N(omega)-nitro-L-arginine (L-NNA) inhibited the slow component of the IJP and partially inhibited the mechanical relaxation induced by EFS. MRS2179, MRS2500 and MRS2279, all selective P2Y(1) receptor antagonists, inhibited the fast component of the IJP without having a major effect on the relaxation induced by EFS. The combination of both L-NNA and P2Y(1) antagonists inhibited the fast and the slow components of the IJP and completely blocked the mechanical relaxation induced by EFS. Sodium nitroprusside caused smooth muscle hyperpolarization and cessation of spontaneous motility that was prevented by oxadiazolo[4,3-alpha]quinoxalin-1-one.
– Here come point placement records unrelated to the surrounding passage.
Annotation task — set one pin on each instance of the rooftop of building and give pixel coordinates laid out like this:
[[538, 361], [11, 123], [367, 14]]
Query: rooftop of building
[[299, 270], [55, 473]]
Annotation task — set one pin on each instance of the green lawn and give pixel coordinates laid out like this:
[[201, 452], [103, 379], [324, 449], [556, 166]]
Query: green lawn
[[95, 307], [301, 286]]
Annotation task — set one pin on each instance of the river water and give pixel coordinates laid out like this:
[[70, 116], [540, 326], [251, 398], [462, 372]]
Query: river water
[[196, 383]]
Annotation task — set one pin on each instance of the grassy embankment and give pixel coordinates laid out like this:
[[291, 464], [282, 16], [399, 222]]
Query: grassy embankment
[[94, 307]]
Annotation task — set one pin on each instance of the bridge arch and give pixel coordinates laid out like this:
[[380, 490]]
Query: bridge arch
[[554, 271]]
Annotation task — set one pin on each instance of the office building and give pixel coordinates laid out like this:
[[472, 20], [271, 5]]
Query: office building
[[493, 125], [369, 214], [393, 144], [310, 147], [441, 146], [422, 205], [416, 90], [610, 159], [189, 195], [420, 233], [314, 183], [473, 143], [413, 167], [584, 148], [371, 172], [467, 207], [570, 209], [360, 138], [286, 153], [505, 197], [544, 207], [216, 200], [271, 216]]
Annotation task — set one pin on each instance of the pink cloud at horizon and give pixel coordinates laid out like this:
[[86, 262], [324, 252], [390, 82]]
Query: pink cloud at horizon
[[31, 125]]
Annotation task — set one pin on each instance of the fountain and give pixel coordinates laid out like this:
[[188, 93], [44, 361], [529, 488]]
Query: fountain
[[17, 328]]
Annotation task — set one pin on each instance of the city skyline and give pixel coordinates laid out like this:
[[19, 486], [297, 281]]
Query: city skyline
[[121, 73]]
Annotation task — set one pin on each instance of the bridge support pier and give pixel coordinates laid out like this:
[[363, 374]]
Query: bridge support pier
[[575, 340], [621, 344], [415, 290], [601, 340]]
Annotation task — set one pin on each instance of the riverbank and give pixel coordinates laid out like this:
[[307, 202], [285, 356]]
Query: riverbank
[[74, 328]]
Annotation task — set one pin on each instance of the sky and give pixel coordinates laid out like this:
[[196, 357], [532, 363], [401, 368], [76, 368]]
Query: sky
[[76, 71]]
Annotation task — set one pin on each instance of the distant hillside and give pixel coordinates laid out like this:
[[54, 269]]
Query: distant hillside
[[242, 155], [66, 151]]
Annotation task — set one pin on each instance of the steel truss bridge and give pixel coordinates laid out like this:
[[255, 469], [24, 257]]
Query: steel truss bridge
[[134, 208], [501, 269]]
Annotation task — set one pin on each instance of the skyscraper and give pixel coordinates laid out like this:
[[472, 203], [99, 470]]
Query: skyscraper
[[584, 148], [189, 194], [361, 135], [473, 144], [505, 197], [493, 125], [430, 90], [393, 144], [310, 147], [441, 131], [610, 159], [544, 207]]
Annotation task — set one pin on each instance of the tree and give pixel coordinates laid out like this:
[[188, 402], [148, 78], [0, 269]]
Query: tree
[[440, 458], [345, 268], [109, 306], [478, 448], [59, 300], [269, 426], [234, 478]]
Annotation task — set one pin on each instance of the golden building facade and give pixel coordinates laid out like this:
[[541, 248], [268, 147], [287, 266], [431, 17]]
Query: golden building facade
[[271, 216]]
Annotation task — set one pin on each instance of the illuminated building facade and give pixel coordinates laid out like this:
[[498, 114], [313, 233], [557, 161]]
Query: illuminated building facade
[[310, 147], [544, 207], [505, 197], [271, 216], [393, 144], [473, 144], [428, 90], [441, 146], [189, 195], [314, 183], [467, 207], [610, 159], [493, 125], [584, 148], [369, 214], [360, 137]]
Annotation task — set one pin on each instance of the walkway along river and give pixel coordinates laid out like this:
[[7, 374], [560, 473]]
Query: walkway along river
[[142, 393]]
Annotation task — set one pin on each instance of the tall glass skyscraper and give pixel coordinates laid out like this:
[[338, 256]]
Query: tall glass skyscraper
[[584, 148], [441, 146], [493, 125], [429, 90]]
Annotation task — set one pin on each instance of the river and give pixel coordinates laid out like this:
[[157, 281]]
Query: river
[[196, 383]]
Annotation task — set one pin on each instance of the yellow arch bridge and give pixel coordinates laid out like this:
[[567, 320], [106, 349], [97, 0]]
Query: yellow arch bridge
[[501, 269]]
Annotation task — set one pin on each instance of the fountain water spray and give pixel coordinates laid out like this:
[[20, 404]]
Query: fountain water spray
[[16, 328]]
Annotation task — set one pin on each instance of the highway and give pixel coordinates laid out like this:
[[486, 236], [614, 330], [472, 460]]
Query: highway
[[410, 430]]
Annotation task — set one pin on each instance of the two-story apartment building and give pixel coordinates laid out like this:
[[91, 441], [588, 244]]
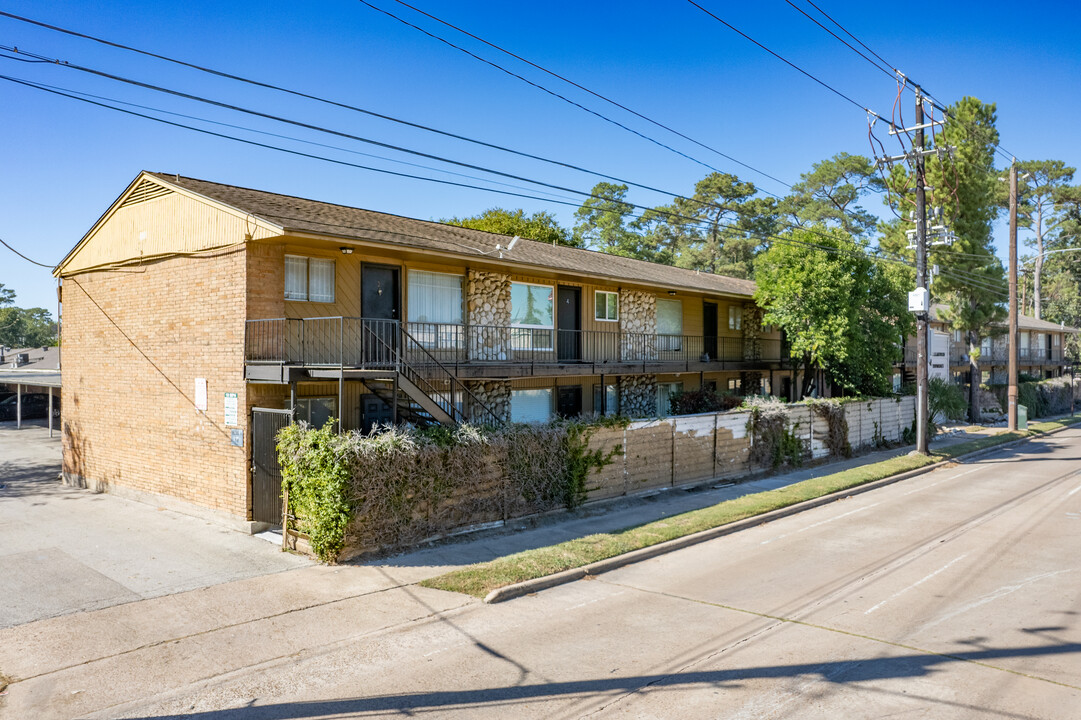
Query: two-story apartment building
[[199, 317], [1041, 350]]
Adenosine 5'-O-2-thiodiphosphate, a preferential P2Y agonist, hyperpolarized smooth muscle cells and decreased spontaneous motility. This effect was inhibited by P2Y(1) antagonists.

CONCLUSIONS AND IMPLICATIONS

The co-transmission process in the rat colon involves ATP and NO. P2Y(1) receptors mediate the fast IJP and NO the slow IJP. The rank order of potency of the P2Y(1) receptor antagonists is MRS2500 greater than MRS2279 greater than MRS2179. P2Y(1) receptors might be potential pharmacological targets for the regulation of gastrointestinal motility.

摘要

背景与目的

抑制性突触后电位(IJP)负责胃肠道平滑肌的松弛。本研究的目的是使用新的 P2Y(1)拮抗剂对大鼠结肠抑制性神经肌肉接头的神经递质[一氧化氮(NO)和三磷酸腺苷(ATP)]和受体进行药理学特征分析。

实验方法

器官浴和微电极记录用于评估药物对自发性机械活动和静息膜电位的影响。使用电刺激(EFS)研究 IJP 和机械松弛。

主要结果

N(omega)-硝基-L-精氨酸(L-NNA)抑制 IJP 的慢成分,并部分抑制 EFS 诱导的机械松弛。MRS2179、MRS2500 和 MRS2279 均为选择性 P2Y(1)受体拮抗剂,抑制 IJP 的快成分,而对 EFS 诱导的松弛影响不大。L-NNA 和 P2Y(1)拮抗剂的联合抑制 IJP 的快和慢成分,并完全阻断 EFS 诱导的机械松弛。硝普钠引起平滑肌超极化和自发性运动停止,而恶二唑并[4,3-alpha]喹喔啉-1-酮可预防。ATP 的 P2Y 优先激动剂 5'-O-2-硫代二磷酸腺苷使平滑肌细胞超极化并减少自发性运动。这种作用被 P2Y(1)拮抗剂抑制。

结论和意义

大鼠结肠的共传递过程涉及 ATP 和 NO。P2Y(1)受体介导 IJP 的快成分,而 NO 则介导 IJP 的慢成分。P2Y(1)受体拮抗剂的效力顺序为 MRS2500 > MRS2279 > MRS2179。P2Y(1)受体可能是调节胃肠道动力的潜在药理学靶点。